[Life of St. Francis of Assisi by Paul Sabatier]@TWC D-Link book
Life of St. Francis of Assisi

CHAPTER VII
18/27

On Wednesday, November 9, 1210, this agreement was signed and sworn to in the public place of Assisi; it was made in such good faith that exiles were able to return in peace, and from this day we find in the city registers the names of those _emigres_ who, in 1202, had betrayed their city and provoked the disastrous war with Perugia.
Francis might well be happy.

Love had triumphed, and for several years there were at Assisi neither victors nor vanquished.
In the mystic marriages which here and there in history unite a man to a people, something takes place of which the transports of sense, the delirium of love, seem to be the only symbol; a moment comes in which saints, or men of genius, feel unknown powers striving mightily within them; they strive, they seek, they struggle until, triumphing over all obstacles, they have forced trembling, swooning humanity to conceive by them.
This moment had come to St.Francis.
FOOTNOTES: [1] 1 Cel., 34; 3 Soc., 53; Bon., 39.
[2] Probably at Otricoli, which lies on the high-road between Rome and Spoleto.

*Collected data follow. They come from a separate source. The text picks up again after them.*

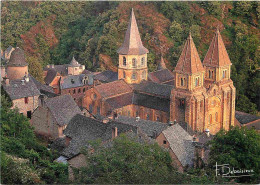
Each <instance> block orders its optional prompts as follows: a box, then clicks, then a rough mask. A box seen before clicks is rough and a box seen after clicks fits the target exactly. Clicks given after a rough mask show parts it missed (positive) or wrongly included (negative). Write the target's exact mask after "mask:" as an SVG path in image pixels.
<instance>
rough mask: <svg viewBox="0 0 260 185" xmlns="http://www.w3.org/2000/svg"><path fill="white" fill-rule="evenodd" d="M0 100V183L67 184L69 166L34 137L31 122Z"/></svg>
mask: <svg viewBox="0 0 260 185" xmlns="http://www.w3.org/2000/svg"><path fill="white" fill-rule="evenodd" d="M6 102H8V99H7V97H6V96H1V105H2V106H1V108H0V110H1V183H2V184H24V183H26V184H28V183H44V182H45V183H65V182H67V181H68V179H67V176H68V175H67V173H68V172H67V166H66V165H63V164H59V163H56V162H53V160H54V159H55V158H57V157H58V156H57V155H55V153H53V152H51V151H50V150H48V149H47V148H46V147H45V146H44V145H43V144H41V143H40V142H39V141H38V139H37V138H36V137H35V135H34V132H33V128H32V127H31V126H30V123H29V120H28V119H27V118H26V117H25V116H23V115H22V114H20V113H19V112H18V110H16V109H14V110H11V109H9V108H10V106H11V103H6Z"/></svg>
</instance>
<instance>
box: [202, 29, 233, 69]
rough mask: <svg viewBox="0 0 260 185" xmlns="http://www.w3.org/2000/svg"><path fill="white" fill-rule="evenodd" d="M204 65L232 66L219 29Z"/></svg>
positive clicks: (212, 42)
mask: <svg viewBox="0 0 260 185" xmlns="http://www.w3.org/2000/svg"><path fill="white" fill-rule="evenodd" d="M203 64H204V65H206V66H214V67H215V66H224V65H231V61H230V59H229V56H228V53H227V50H226V48H225V45H224V42H223V40H222V37H221V35H220V33H219V30H218V29H217V31H216V33H215V35H214V38H213V40H212V42H211V44H210V46H209V50H208V52H207V54H206V56H205V58H204V61H203Z"/></svg>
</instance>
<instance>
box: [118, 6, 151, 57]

Orte is an hour and a half further on.

It is the ancient _Otriculum_, where many antiquities have been found.
[3] 1 Cel., 35; Bon., 40 and 41.
[4] The only road connecting Celano with Rome, as well as with all Central and Northern Italy, passes by Aquila, Rieti, and Terni, where it joins the high-roads leading from the north toward Rome.
[5] 1 Cel., 36 and 37; 3 Soc., 54; Bon., 45-48.
[6] Isaiah, lv., 2.
[7] This Order deserves to be better known; it was founded under Alexander III.

and rapidly spread all over Central Italy and the East.